Orange County Bancorp  vs.  ChoiceOne Financial Services

 Performance 
       Timeline  
Orange County Bancorp 

Risk-Adjusted Performance

0 of 100

 
Weak
 
Strong
Very Weak
Over the last 90 days Orange County Bancorp has generated negative risk-adjusted returns adding no value to investors with long positions. In spite of comparatively stable fundamental drivers, Orange County is not utilizing all of its potentials. The latest stock price uproar, may contribute to short-horizon losses for the private investors.
ChoiceOne Financial 

Risk-Adjusted Performance

12 of 100

 
Weak
 
Strong
Good
Compared to the overall equity markets, risk-adjusted returns on investments in ChoiceOne Financial Services are ranked lower than 12 (%) of all global equities and portfolios over the last 90 days. In spite of comparatively unsteady technical and fundamental indicators, ChoiceOne Financial unveiled solid returns over the last few months and may actually be approaching a breakup point.

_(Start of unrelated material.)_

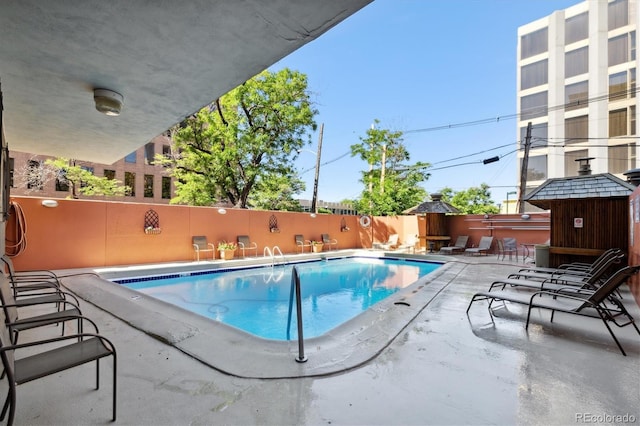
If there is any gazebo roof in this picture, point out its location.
[524,173,636,209]
[402,200,460,214]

Orange County and ChoiceOne Financial Volatility Contrast

   Predicted Return Density   
       Returns  

Pair Trading with Orange County and ChoiceOne Financial

The main advantage of trading using opposite Orange County and ChoiceOne Financial positions is that it hedges away some unsystematic risk. Because of two separate transactions, even if Orange County position performs unexpectedly, ChoiceOne Financial can make up some of the losses. Pair trading also minimizes risk from directional movements in the market. For example, if an entire industry or sector drops because of unexpected headlines, the short position in ChoiceOne Financial will offset losses from the drop in ChoiceOne Financial's long position.
The idea behind Orange County Bancorp and ChoiceOne Financial Services pairs trading is to make the combined position market-neutral, meaning the overall market's direction will not affect its win or loss (or potential downside or upside). This can be achieved by designing a pairs trade with two highly correlated stocks or equities that operate in a similar space or sector, making it possible to obtain profits through simple and relatively low-risk investment.
Check out your portfolio center.
Note that this page's information should be used as a complementary analysis to find the right mix of equity instruments to add to your existing portfolios or create a brand new portfolio. You can also try the Idea Breakdown module to analyze constituents of all Macroaxis ideas. Macroaxis investment ideas are predefined, sector-focused investing themes.